Yo había hecho llevar al enfermo a nuestra casa de campo de St-Just, pensando que allí estaría mejor. El día de la fiesta de la Asunción de la santísima Virgen, mientras asistía a mi tío en el oficio pontifical, vinieron a avisarme que desmayos frecuentes anunciaban el próximo fin. Dejé el altar para ir de prisa a St-Just y hallé a nuestro buen padre bastante débil, por lo que le di la comunión  sin demora, que recibió con fervor.

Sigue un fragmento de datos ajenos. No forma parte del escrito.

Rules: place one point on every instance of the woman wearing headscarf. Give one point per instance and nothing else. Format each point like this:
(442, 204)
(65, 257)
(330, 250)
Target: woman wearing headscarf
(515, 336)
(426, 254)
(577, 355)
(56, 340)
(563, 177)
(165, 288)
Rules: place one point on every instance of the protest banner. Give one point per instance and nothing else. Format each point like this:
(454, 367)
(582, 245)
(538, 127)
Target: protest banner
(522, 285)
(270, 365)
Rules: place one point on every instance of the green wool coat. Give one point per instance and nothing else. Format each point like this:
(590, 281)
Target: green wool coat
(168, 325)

Le di también la extremaunción.  El enfermo se recuperó un poco, pero era evidente que se aproximaba el final. Iba a verlo todos los días en esa última semana de su santa vida.

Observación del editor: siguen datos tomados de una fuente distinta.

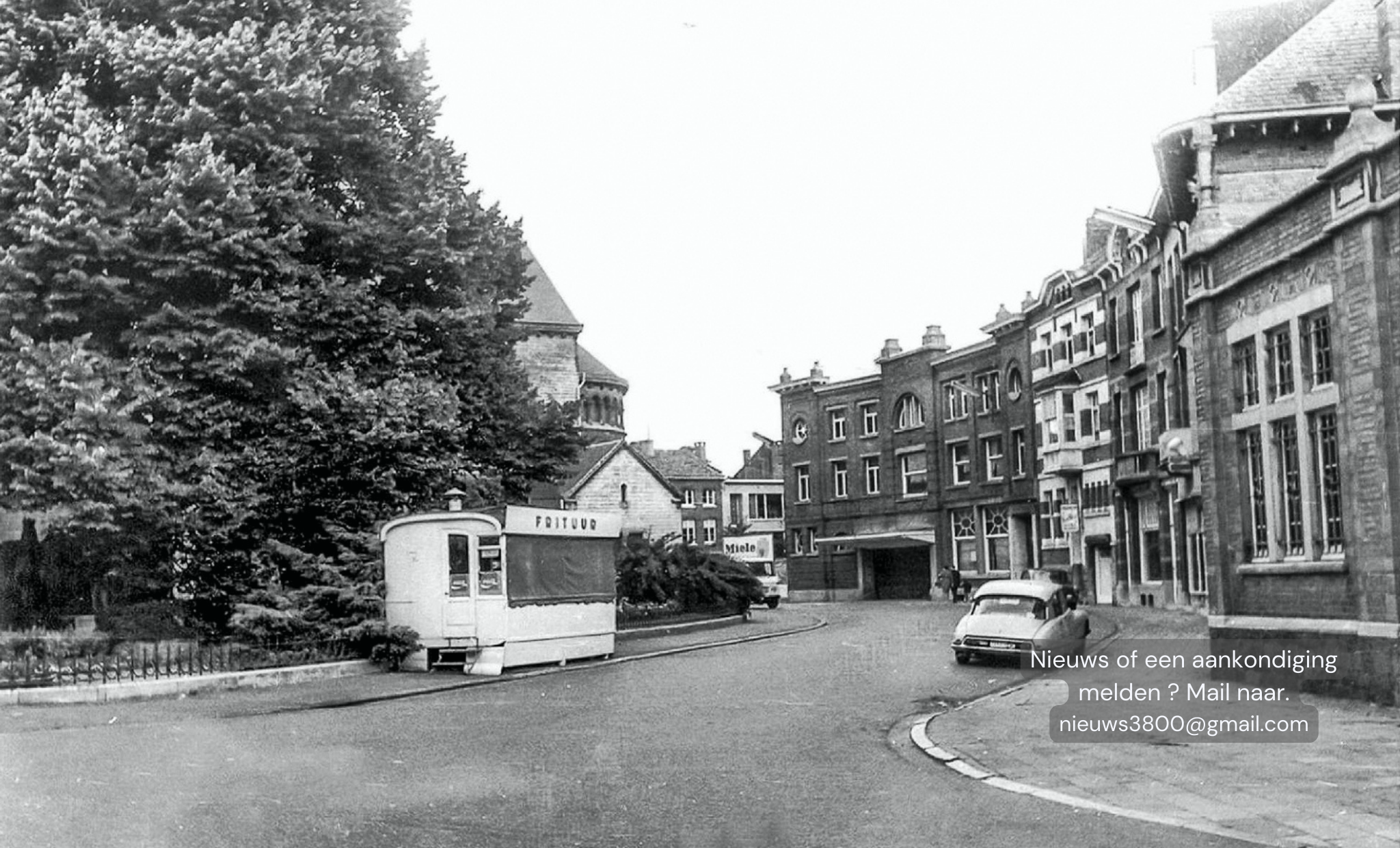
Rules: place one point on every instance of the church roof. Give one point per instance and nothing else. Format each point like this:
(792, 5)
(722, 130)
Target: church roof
(595, 371)
(546, 306)
(1312, 66)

El 20, fiesta de san Bernardo me quedé junto a él para inspirarle buenos pensamientos y sugerir sentimientos apropiados a su estado. Unas palabras bastaban para alentar su corazón y había que pedirle silencio cuando quería expresar en voz alta los consuelos y la dicha que sentía: ¡qué feliz soy de morir en la congregación!, decía recordando los beneficios de Dios para él. Sólo le preocupaba mi dolor, que me costaba mucho disimular. De sobra conocía el tierno afecto que le tenía desde su infancia, por lo que sabía de mi tormento y me dirigía a menudo las palabras más tiernas, que agravaban mi pena y desgarraban mi corazón. Su padre estaba ahí, pero todo su afecto se centraba en Dios, así que cuando se acercó para darle cierta esperanza, el buen sacerdote le contestó con una sonrisa, mostrándole su crucifijo. 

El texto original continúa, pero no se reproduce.